Matsushima et al. found three kinds of veins to be the offending vein. The transverse pontine vein was the vein most frequently found in 67.2% of the cases. Both the ponto-trigeminal vein and the vein of the cerebellar-pontine fissure were found in 28.6% [15].
Depending on the anatomic situation, three different methods for decompression of the veins are used, including cutting, interposing, and transposing by the sling technique. The offending vein is coagulated and cut when the vein is one of several superior petrosal veins. However, the vein is not cut in cases in which it was a large main drainer, such as the single superior petrosal vein, because of fear of complications arising when sacrificing the superior petrosal vein. In our case, we used the cutting method followed by interposing pieces of Teflon between the nerve and the vessel stump.
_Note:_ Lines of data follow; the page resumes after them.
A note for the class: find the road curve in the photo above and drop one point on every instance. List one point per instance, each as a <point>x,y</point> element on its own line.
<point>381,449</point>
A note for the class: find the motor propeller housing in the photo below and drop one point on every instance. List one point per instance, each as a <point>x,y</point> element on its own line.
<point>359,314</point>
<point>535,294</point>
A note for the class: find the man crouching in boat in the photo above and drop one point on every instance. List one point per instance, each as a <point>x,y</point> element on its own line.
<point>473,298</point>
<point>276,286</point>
The use of the endoscope after microscopic decompression was completed yielded no further benefit. It was performed in 4 patients to evaluate the quality of the initial decompression and/or defining any missed trigeminal nerve conflicts. Using a similar technique on a larger number of cases, Jarrahy et al. [16] found that 14 out of 51 (28%) compressive vessels were only visible on endoscopy and that MVDs were inadequate in 21 patients (25%) after endoscopic review. However, comparison of patient outcomes with those of larger series [10, 17] suggested that despite a subjectively better perspective and an objectively improved detection of pathology, overall surgical results are unchanged by the addition of endoscopy.
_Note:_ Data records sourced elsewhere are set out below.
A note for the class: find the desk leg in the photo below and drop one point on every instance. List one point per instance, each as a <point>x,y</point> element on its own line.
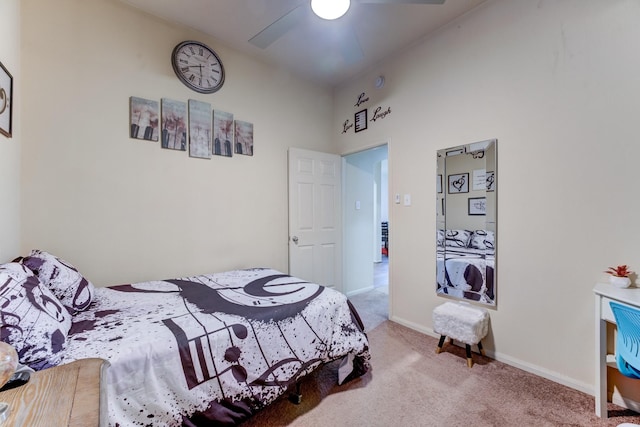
<point>601,362</point>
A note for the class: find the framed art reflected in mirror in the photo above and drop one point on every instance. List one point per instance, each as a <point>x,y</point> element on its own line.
<point>6,101</point>
<point>466,231</point>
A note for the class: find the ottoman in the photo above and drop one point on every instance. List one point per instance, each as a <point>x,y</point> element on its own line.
<point>462,322</point>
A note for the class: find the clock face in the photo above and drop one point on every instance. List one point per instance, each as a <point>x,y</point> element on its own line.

Low rates of severe postoperative facial numbness and dysesthesia in our study are additional advantages of microvascular decompression which are more likely with both radiofrequency thermal rhizotomy and glycerol rhizotomy [18]. The morbidity rates in the largest published series included: intracranial hemorrhage or stroke after MVD develops in 0.1–2%, hearing loss is noted in 3–8%, sensory loss occurs in 5–31%, and the mortality rate is 0–1% (42–53). In the series of Levi and Jannetta [17] that included 1336 consecutive MVD procedures, there were 2 deaths (0.15%), 5 vascular complications (0.37%), and 42 permanent cranial nerve deficits (3.1%). In another large series reported by Tyler-Kabara et al. [12], vascular complications were recorded in 0.2%, edema in 0.4%, hydrocephalus in 0.1%, facial nerve palsy in 1.7%, and hearing loss in 1.4%; other cranial nerves were affected in 4.6%, CSF leak occurred in 1.6%, and the mortality rate was 0.2%. There were no perioperative mortalities regarding our study.